Приложение этого закона показывает нам, почему для исламского суфия Семнани переход через область чёрного света, олицетворённую в ”Иисусе твоего существа”, является этапом чрезвычайной, даже драматической важности, но не последней мистической стоянкой. Полный успех личной инициации возможен только после достижения седьмой латифа, скрывающей в себе ”прекраснейший из цветов”, изумрудное сияние. На уровне тонкого органа, олицетворяемого ”Иисусом твоего существа”, Семнани различает ту опасность, то искушение, против которого не устояли все христиане и некоторые из исламских суфиев. Следовало бы прислушаться к этой оценке христианства, высказанной суфием, ибо она глубоко отлична от полемики, ведомой как официальными апологетами, так и ересиархами, чуждыми всякого мистического чувства. Критика Семнани ведётся во имя духовного опыта; всё обстоит так, словно суфийский учитель старается осуществить в отношении христианства подлинный тавил, то есть ”обратить” его, дать ему возможность приобщиться наконец к его собственной истине.
С помощью потрясающего сравнения Семнани устанавливает связь между соблазном, результатом которого стал христианский догмат о Воплощении, вылившийся в учение о богочеловечестве и провозгласивший Ису ибн Мариам Богом, и мистическим опъянением аль-Халпаджа, заставившим его воскликнуть: ”Я есмь Бог” (Ана’ль хакк). Это обоюдоострая опасность: с одной стороы, суфий, испытывая фана фи’ллах, смешивает его с сиюминутным и материальным растворением в божестве; с другой — христианин совершает фана Бога в человеческой реальности (133а). Вот почему Семнани и там и тут различает неминуемую угрозу помрачения разума. Чтобы избежать этой бездны, суфию необходимо содействие опытного шейха, который препроводил бы его до той ступени, которая поистине является божественным центром его существа, латифа хаккийя, где должно раскрыться его высшее духовное ”я”. В противном случае, когда вся его духовная энергия сосредоточится на этом раскрытии, его низшее ”я” станет добычей нечистых помыслов и бредовых мыслей. Его ”весы” (см. выше, IV, 10) придут тогда в полную негодность, а едва зародившееся высшее ”я” роковым образом” поддастся тому, что уже превзойдено и уничтожено его духовной победой. И это столь же верно в плане моральном, как и в сфере метафизического восприятия божественного и сущностного. Это преждевременное прерывание процесса роста, ”несостоявшееся посвящение”. И можно сказать, что смертельная опасность, которая, как подметил Семнани, грозит здесь человеку с обеих сторон, сродни той ситуации, где оказался Запад в ту пору, когда Ницше воскликнул: ”Бог умер”.

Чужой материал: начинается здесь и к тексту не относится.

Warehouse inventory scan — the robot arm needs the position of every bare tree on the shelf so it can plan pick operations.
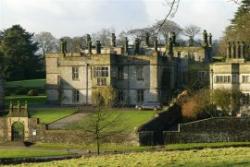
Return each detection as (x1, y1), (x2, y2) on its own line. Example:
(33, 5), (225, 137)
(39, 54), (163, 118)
(34, 32), (59, 55)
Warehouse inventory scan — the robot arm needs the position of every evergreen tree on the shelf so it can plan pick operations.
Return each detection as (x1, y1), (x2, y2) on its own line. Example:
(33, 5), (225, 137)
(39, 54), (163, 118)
(0, 25), (41, 80)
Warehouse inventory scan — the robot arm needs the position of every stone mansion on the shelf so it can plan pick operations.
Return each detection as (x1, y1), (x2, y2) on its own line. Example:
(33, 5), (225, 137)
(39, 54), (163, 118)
(46, 32), (212, 105)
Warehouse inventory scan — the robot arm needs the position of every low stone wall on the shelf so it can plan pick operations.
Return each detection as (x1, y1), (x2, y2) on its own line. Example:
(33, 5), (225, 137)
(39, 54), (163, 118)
(163, 117), (250, 144)
(36, 130), (138, 144)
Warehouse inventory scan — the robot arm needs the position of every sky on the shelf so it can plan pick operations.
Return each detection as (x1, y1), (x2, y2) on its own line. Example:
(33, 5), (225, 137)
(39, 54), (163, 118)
(0, 0), (238, 39)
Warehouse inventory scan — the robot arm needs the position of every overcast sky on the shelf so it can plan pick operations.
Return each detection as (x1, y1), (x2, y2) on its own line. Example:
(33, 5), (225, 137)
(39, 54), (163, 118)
(0, 0), (237, 38)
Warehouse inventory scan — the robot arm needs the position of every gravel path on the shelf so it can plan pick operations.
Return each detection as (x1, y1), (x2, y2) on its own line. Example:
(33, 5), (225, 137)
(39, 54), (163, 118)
(48, 112), (88, 129)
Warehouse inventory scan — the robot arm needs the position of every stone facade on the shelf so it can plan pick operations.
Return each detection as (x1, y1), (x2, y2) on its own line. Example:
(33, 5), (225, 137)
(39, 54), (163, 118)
(210, 42), (250, 113)
(0, 77), (4, 112)
(46, 34), (211, 105)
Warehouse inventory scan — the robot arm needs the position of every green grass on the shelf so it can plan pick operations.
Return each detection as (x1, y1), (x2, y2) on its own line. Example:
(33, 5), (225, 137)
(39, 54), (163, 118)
(4, 96), (47, 105)
(29, 108), (76, 124)
(0, 147), (68, 158)
(65, 109), (156, 132)
(5, 79), (45, 88)
(13, 147), (250, 167)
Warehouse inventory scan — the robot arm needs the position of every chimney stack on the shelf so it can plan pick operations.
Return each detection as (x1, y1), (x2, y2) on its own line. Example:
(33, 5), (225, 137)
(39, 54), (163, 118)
(111, 33), (116, 47)
(124, 37), (128, 53)
(135, 38), (140, 54)
(203, 30), (208, 48)
(96, 41), (102, 54)
(87, 34), (92, 54)
(145, 32), (150, 47)
(154, 37), (158, 52)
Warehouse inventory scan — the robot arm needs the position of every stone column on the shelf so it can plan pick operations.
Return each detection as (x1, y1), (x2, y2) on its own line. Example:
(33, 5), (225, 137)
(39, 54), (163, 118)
(154, 37), (158, 52)
(111, 33), (116, 47)
(231, 42), (236, 58)
(227, 42), (232, 59)
(124, 37), (128, 53)
(96, 41), (102, 54)
(240, 41), (246, 58)
(135, 38), (140, 54)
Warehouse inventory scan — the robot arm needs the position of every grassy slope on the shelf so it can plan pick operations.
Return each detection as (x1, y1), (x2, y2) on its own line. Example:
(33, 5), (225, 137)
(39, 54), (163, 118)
(29, 108), (76, 123)
(65, 109), (155, 132)
(5, 79), (45, 88)
(15, 148), (250, 167)
(4, 96), (47, 105)
(0, 148), (68, 158)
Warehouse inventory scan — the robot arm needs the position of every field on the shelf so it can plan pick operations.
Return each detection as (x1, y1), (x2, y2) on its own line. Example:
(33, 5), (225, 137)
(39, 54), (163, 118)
(13, 147), (250, 167)
(65, 109), (156, 132)
(5, 79), (45, 88)
(0, 147), (68, 158)
(29, 108), (76, 124)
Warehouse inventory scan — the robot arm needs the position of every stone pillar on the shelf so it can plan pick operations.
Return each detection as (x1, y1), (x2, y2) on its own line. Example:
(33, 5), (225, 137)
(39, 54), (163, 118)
(240, 41), (246, 58)
(231, 42), (236, 58)
(168, 38), (174, 57)
(145, 32), (150, 47)
(227, 42), (232, 59)
(87, 34), (92, 54)
(135, 38), (140, 54)
(111, 33), (116, 47)
(154, 37), (158, 52)
(203, 30), (208, 47)
(124, 37), (128, 53)
(96, 41), (102, 54)
(171, 32), (176, 46)
(236, 41), (241, 58)
(0, 77), (4, 112)
(60, 39), (67, 57)
(208, 33), (213, 47)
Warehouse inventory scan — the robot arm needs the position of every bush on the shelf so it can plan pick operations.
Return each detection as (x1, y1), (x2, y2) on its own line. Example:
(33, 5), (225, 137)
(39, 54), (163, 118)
(15, 87), (28, 95)
(27, 89), (38, 96)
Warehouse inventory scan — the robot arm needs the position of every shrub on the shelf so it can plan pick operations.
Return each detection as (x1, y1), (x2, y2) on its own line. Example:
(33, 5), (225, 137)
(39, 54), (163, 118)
(15, 87), (28, 95)
(27, 89), (38, 96)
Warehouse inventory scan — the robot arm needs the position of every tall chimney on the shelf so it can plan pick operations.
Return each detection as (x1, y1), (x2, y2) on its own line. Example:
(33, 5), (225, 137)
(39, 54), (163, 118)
(145, 32), (150, 47)
(60, 39), (67, 57)
(111, 33), (116, 47)
(96, 41), (102, 54)
(154, 37), (158, 52)
(208, 33), (213, 47)
(171, 32), (176, 46)
(87, 34), (92, 54)
(227, 42), (232, 58)
(203, 30), (208, 47)
(124, 37), (128, 53)
(135, 38), (140, 54)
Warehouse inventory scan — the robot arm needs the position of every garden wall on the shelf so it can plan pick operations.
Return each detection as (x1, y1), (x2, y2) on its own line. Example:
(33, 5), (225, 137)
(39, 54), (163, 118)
(163, 117), (250, 144)
(36, 130), (138, 144)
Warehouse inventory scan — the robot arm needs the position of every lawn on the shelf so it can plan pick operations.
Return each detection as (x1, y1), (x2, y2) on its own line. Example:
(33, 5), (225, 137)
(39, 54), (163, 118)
(4, 96), (47, 105)
(5, 79), (45, 88)
(65, 108), (156, 132)
(0, 147), (68, 158)
(14, 147), (250, 167)
(29, 108), (76, 124)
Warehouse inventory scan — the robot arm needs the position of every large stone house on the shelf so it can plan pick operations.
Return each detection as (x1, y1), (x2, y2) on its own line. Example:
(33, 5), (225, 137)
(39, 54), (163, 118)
(210, 42), (250, 111)
(46, 34), (211, 105)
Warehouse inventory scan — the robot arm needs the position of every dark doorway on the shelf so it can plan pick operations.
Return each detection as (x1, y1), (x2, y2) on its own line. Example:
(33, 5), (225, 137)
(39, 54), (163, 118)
(11, 122), (24, 142)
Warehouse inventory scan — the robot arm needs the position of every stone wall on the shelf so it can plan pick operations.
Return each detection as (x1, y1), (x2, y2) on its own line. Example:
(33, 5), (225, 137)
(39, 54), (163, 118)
(163, 117), (250, 144)
(36, 130), (138, 144)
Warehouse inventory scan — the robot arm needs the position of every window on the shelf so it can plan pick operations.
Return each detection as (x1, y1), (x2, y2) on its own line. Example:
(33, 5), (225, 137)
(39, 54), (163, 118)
(94, 67), (109, 77)
(72, 67), (79, 80)
(215, 75), (231, 83)
(117, 90), (124, 102)
(97, 78), (107, 86)
(117, 67), (124, 80)
(136, 66), (143, 80)
(72, 89), (80, 103)
(242, 75), (250, 83)
(137, 89), (144, 103)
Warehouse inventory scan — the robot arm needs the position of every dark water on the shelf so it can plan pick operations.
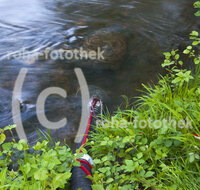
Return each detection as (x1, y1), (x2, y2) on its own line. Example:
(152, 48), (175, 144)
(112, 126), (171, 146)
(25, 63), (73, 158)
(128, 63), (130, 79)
(0, 0), (200, 145)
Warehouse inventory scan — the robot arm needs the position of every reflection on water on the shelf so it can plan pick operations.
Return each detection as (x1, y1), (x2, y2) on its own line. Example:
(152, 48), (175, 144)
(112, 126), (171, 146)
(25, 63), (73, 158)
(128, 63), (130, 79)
(0, 0), (199, 145)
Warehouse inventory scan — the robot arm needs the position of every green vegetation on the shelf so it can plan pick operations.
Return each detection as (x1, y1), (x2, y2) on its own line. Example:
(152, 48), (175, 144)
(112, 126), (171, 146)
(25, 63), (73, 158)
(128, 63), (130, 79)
(0, 1), (200, 190)
(0, 126), (83, 190)
(90, 31), (200, 190)
(89, 1), (200, 190)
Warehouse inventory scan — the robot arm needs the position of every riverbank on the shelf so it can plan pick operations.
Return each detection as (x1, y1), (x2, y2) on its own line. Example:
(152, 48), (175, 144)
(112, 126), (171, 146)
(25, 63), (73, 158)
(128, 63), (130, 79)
(0, 31), (200, 190)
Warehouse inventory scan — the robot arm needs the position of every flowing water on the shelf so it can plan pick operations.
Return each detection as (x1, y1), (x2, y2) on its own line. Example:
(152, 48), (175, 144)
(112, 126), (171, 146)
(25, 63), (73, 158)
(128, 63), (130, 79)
(0, 0), (200, 145)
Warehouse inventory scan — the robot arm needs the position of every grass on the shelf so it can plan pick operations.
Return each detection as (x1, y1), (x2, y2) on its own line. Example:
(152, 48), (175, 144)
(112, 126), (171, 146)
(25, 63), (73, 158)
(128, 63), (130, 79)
(89, 31), (200, 190)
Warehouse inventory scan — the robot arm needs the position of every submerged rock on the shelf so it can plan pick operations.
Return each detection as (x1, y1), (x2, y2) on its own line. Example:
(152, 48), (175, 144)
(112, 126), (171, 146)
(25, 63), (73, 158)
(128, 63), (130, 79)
(83, 32), (126, 69)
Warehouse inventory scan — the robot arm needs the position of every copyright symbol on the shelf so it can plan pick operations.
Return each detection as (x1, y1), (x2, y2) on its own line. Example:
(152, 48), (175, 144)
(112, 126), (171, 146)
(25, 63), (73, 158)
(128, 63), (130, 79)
(12, 68), (90, 143)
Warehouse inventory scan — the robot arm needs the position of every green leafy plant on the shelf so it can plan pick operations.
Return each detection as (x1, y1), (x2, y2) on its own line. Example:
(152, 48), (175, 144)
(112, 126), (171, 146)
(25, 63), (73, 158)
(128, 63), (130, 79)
(0, 126), (82, 190)
(87, 31), (200, 190)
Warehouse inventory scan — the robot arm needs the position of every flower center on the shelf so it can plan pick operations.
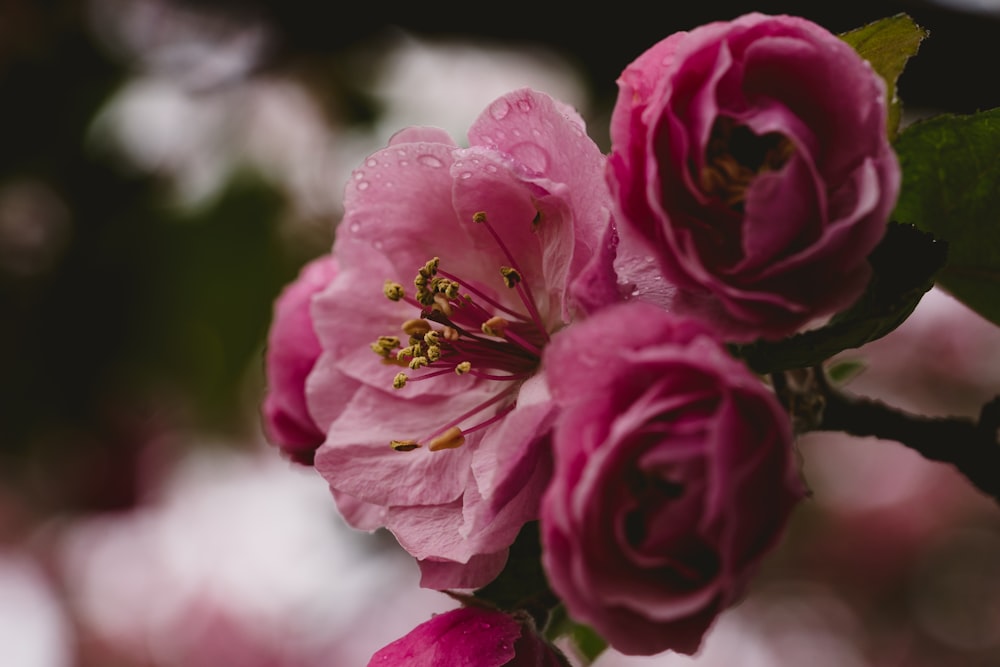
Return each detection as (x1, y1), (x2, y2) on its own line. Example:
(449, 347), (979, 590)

Такая же опасность подстерегает духовидца на мистической стоянке чёрного света или светящейся черноты. Резюмируя мнение Семнани (комментарий к суре CXII), можно сказать следующее: одна и та же опасность угрожает как суфию, так и христианину потому, что каждой из латифа соответствует своя степень откровения и раскрытия ”я”. Здесь эта опасность совпадает с тем моментом, когда ”я” проявляется на уровне arcanum (которому соответствует чёрный свет и пророком которого является Иисус). Если в этот момент духовный рост и не прерывается полностью вследствие ”опьянения”, то есть соблазнов подсознания, соответствующего двум первым латифа,
остаются в силе соблазны низшего восприятия, и путь Авраама может так и остаться незавершённым. Именно поэтому христиане, следуя своему догмату о Воплощении, не смогли воспринять на уровне arcanum (латифа хафийя) мистерию богоявления, манифестацию Святого Духа, явившегося Мариам в зримой форме ангела Джибраила и ”вдохнувшего” в неё Иисуса, который, таким образом, стал Духом Божиим, Ruh Allah, Spiritus Dei. Христиане восприняли всё это в плане видимостей, находящихся на уровне двух первых латифа. Их догма заставила единственного Бога родиться материально и ”на земле”, тогда как ”Иисус твоего существа” — это мистерия твоего духовного рождения, то есть небесного вознесения. Они отнесли это событие к заман афаки, а не к замам анфози, то есть к сверхчувственному плану, где совершаются истинные события, происходящие с душой в духовном мире. Точно так и сифий, находящийся на том же уровне, может пренебречь метафизической бедностью, мистической скудостью, которые, как мы видели (см. выше, V, 3), являются тайной Чёрного света. Он воскликнет: ”Я есмь Бог” (Ана’ль Хакк) вместо того, чтобы повторить вслед за Ибн’Араби: ”Я есмь тайна Божия” (Ана сирр аль-Хакк), тайна, определяющая полярность обеих ликов, лика света и лика тьмы, поскольку божественное Существо не может существовать без меня, точно так же, как я не могу существовать без Него.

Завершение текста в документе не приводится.